THE International Monetary Fund (IMF) believes Nigeria’s National Bureau of Statistics (NBS) has not been using the right methodology in measuring the country’s consumer price index (CPI).

The NBS, in its latest report on the inflation rate for January 2023, stated that the figure rose to 21.82 per cent, from the December 2022 figure of 21.34 per cent.

But in a report titled, ‘Nigeria: 2022 Article IV Consultation’, the IMF said the NBS was using the 2003/2004 National Consumer Expenditure Survey (NCES) to measure the CPI or the inflation rate, instead of the 2018 National Household Livings Standards, which would have measured the rate appropriately.

The Fund regarded the 2003/2004 NCES as outdated and affecting the monthly NBS inflation rate measurement.

The NCES is an index basket that includes prices of household goods, foods and other items.

According to the IMF, the inflation rate released by the Bureau did not reflect the reality in the Nigerian market, saying the use of the 2018 National Household Livings Standards would make the rate more realistic.

In its report that covered the month of January 2023, IMF urged the NBS to update its price basket or methodology to capture market realities correctly.

The report read, “The official monthly consumer price index (CPI), a composite of urban and rural price data, is available on a timely basis. However, the index weights and baskets are based on expenditures derived from the 2003/04 National Consumer Expenditure Survey. The weights are severely outdated and are not representative of current expenditure patterns. Outdated weights can introduce a bias into the index.

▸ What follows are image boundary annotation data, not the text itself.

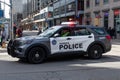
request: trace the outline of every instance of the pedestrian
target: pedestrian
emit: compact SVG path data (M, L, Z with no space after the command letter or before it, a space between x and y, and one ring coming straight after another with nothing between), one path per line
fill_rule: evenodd
M1 36L1 46L4 48L5 47L5 38L6 38L6 32L5 29L2 29L2 36Z
M21 28L21 26L19 26L18 29L16 30L16 35L17 35L18 38L22 37L22 28Z
M17 27L14 25L14 26L13 26L13 34L14 34L14 38L16 38L16 30L17 30Z
M38 31L37 35L39 35L40 33L42 33L42 28L41 27L39 27L39 31Z
M108 34L112 37L112 34L111 34L112 32L111 32L111 30L112 30L112 28L109 27L108 30L107 30L107 32L108 32Z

“The update of the CPI — using new weights from the 2018 National Household Livings Standards Survey— is still ongoing. The compilation of an updated producer price index is ongoing, but funding for the survey is uncertain. IMF plans to provide additional technical assistance to support the CPI update and improvements to Nigeria’s price statistics.”

Some Nigerian economists, agreeing with the IMF, also faulted the NBS CPI inflation calculation methodology.

An economist and chief executive officer of Financial Derivatives, Bismarck Rewane, questioning the integrity of the current measurement basket of the NBS, described it as “outdated.”

Rewane said, “The fact that the inflation basket is supposed to be reviewed every five years and it has not been done is a major concern. Your behavioural patterns, demography, and life expectancy changes per time. All these are factored in.”

He stressed the importance of using the correct basket for measuring Nigeria’s inflation, noting that it was last reviewed in 2004.

“The last time we tweeked the basket was in 2004, quite frankly. Going by the five year cycle, we are in for a third review. What we seek to do in financial derivatives is to look at the baskets and try to rudimentarily alter it to reflect the right methodology.

“For instance, last year we used the basket of the NBS and it came out at 18.6 per cent. Our projection was that it was going to come out a little above 19 per cent, using the same NBS basket. When we used our own rudimentary basket, it came out at 45.6 per cent, a big difference,” he added.

A development economist, Kelvin Emmanuel, told The ICIR that the Nigerian inflation figure could be as high as over 40 per cent if the right methodology was utilised.

Emmanuel said, “I have always complained about the way the NBS calculates inflation and how it’s not accurate. The reality is that the NBS is using the National Economic Income Survey of 2004, despite the fact that the spending patterns of households have changed since then.”

He said that some other Statistics bureaux and global central banks are using the National Income Survey of 2018.

“This means that what the NBS is doing is wrong. There are other matrix to examine, if you look at the pending patterns of families, and it goes beyond food and transport. The National Living Standard Survey already provides the matrix they would use. It is just a matter of adopting the 2018 standard.

“This government wouldn’t want to do that because if they do, inflation would go above 40 per cent,” he said.

The spokesperson of the NBS, Sunday Icheidi, was, at the time this report was being published, yet to respond to messages sent to him to react to these criticisms against the Bureau.